Une leçon de vaudeville, dans Portraits intimes, V, Paris, Collin, 1901, p 10-17


"Comment je suis devenu Vaudevilliste"

Il est plus facile d’être vaudevilliste que d’expliquer pourquoi on l’est. Néanmoins, je vais essayer. Il faut vous dire que j’y suis contraint. Le Matin m’avait prié de lui fournir un article à ce sujet. Il fallait parler de moi. Toute modestie à part, c’est toujours très gênant de parler de soi. On est, dans notre métier surtout, si accoutumé aux traîtrises qu’on en arrive à se méfier de soi-même. Je venais pour m’excuser et me défiler, mais il arriva que, bientôt, je me trouvai enfermé dans un cabinet, confortable il est vrai, et congrûment éclairé, et, à travers la porte close, j’entends une voix me crier “Je ne vous rendrai votre liberté que contre le papier promis..."Je reconnus la voix de celui qui parlait ainsi, un tyran irréductible, et je dus reconnaître en même temps qu’en effet je l’avais promis, ce papier sur ma vocation. C’est presque du vaudeville. C’est parfait. Ainsi je m’exécute, d’autant plus que j’ai hâte d’être libre. Ô liberté !... Enfin... Comment je suis devenu vaudevilliste ? C’est bien simple. Par paresse. Cela vous étonne ? Vous ignorez donc que la paresse est la mère miraculeuse, féconde du travail. Et je dis miraculeuse, parce que le père est totalement inconnu. J’étais tout enfant, six ans, sept ans. Je ne sais plus. Un soir on m’emmena au théâtre. Que jouait-on ? Je l’ai oublié. Mais je revins enthousiasmé. J’étais touché. Le mal venait d’entrer en moi.

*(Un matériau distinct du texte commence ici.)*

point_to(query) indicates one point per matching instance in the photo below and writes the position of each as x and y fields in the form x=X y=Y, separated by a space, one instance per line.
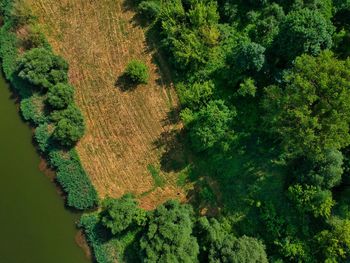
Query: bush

Le lendemain, après n'en avoir pas dormi de la nuit, dès l’aube je me mis au travail. Mon père me surprit. Tirant la langue et, d’une main fiévreuse, décrêpant mes cheveux emmêlés par l’insomnie, j'écrivais une pièce, tout simplement.

— Que fais-tu là ? me dit mon père.

— Une pièce de théâtre, répondis-je avec résolution.

Quelques heures plus tard, comme l’institutrice chargée d’inculquer les premiers éléments de toutes les sciences en usage —une bien bonne demoiselle, mais combien ennuyeuse ! —venait me chercher.

— Allons, Monsieur Georges, il est temps.

Mon père intervint :

— Laissez Georges, dit-il doucement, il a travaillé ce matin. Il a fait une pièce. Laissez-le.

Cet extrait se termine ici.